Однако он скалился и поглядывал на дочь Хо с явным интересом.
– А ты не приближайся, – сказал Семен, – и рук блудливых не тяни. Обломаю!
– Как можно, господин... Всякий знает, что свое, а что – хозяйское...
У реки, на крутом обрыве, что нависал над кораблем, их поджидали Инени и Сенмут. Хмурое лицо брата прояснилось, едва он заметил возвращавшихся, и теплое чувство, непривычное Семену, вдруг родилось в груди, заставив сердце биться чаще. Он не привык, чтобы о нем беспокоились, – никто и не тревожился, уже много, много лет.
Инени жестом благодарности вскинул руки.
– Хвала Амону, вы вернулись! И даже с добычей! Знатной добычей! – Улыбнувшись, он осмотрел дочь Хо с ног до головы. – Это и есть та самая женщина, которая взглядом валит быков? О, мать Исида! Сколь велика глупость людская! Она ведь совсем ребенок!
Девочка, с любопытством глядя на жреца и Сенмута, прижалась к Семену. Он был порядком выше их, и она, несомненно, считала его главным вождем в этой компании.

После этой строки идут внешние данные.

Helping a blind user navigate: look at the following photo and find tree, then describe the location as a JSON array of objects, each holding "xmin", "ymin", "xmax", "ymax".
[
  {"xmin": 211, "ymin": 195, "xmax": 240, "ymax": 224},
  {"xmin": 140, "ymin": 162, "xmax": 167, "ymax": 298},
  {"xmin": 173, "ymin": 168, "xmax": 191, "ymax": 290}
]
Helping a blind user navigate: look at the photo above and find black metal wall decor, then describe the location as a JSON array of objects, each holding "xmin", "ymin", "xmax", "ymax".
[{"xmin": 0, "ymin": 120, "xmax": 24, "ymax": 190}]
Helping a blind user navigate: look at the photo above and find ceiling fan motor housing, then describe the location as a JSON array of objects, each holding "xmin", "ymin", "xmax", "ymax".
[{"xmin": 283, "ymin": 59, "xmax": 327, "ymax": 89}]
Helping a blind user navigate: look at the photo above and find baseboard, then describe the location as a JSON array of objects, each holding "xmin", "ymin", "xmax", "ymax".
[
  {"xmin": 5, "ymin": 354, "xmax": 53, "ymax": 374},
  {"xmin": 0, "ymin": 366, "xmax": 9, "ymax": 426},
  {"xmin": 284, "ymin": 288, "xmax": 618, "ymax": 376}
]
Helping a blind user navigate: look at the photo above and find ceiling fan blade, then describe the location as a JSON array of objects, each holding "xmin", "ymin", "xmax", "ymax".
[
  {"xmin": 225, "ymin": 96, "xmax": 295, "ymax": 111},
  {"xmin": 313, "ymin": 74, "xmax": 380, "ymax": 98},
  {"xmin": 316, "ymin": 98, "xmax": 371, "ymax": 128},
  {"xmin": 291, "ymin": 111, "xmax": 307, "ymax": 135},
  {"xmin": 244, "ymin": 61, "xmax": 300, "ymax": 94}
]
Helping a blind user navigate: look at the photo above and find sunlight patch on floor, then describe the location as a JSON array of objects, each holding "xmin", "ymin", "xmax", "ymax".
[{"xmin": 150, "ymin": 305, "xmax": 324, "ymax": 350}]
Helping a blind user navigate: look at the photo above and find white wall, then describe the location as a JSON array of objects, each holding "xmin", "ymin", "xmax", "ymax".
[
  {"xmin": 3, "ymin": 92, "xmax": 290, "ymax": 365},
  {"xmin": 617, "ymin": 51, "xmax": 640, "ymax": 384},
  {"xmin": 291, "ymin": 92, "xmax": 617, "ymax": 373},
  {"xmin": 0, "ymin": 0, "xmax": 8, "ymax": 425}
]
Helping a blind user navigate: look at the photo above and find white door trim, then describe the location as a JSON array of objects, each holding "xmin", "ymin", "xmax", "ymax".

– Ты приобрел хорошую служанку, брат, – вымолвил Сенмут. – Даже сейчас цена ей два дебена серебром, но я своих людей не продаю, да и ты, думаю, тоже. Пусть растет и верно служит... Девушки этого племени крепче и сильнее женщин роме. – Он повернулся к Инени: – Будь свидетелем, учитель! Мы, мой брат ваятель Сенмен и я, Сенмут, носящий звание Уста Владыки, принимаем эту девушку в свой дом.
Жрец погладил бритый череп:
– Почему “эту девушку”? Разве у нее нет имени? Согласно закону, должны быть поименованы обе стороны.
– Имени у нее и в самом деле нет, – сказал Семен. – Это не годится! Даже собака и кошка имеют имя.
– Не годится, – согласился брат. – Может быть, ты, наш мудрый учитель, назовешь ее и сделаешь ее ка<Ка – душа. По древнеегипетским верованиям, имя человека неразрывно слито с его душой и с ним самим как при жизни, так и после смерти; например, если имя покойного уничтожено в надписях, то это сулит непоправимый ущерб его душе.> известным божествам Та-Кем? Дай ей красивое имя, ибо она приятна собой, и ей подойдут имена Неферт или Мерит.
Мечтательная улыбка вдруг скользнула по губам Инени, лицо его приняло отрешенно-задумчивое выражение, будто жрец, остановив миг жизни, всматривался в минувшее, перебирал ушедшие годы и вспоминал о чем-то сказочном, волшебном и приятном. Рука его поднялась, коснулась темных локонов девочки, глаза блеснули.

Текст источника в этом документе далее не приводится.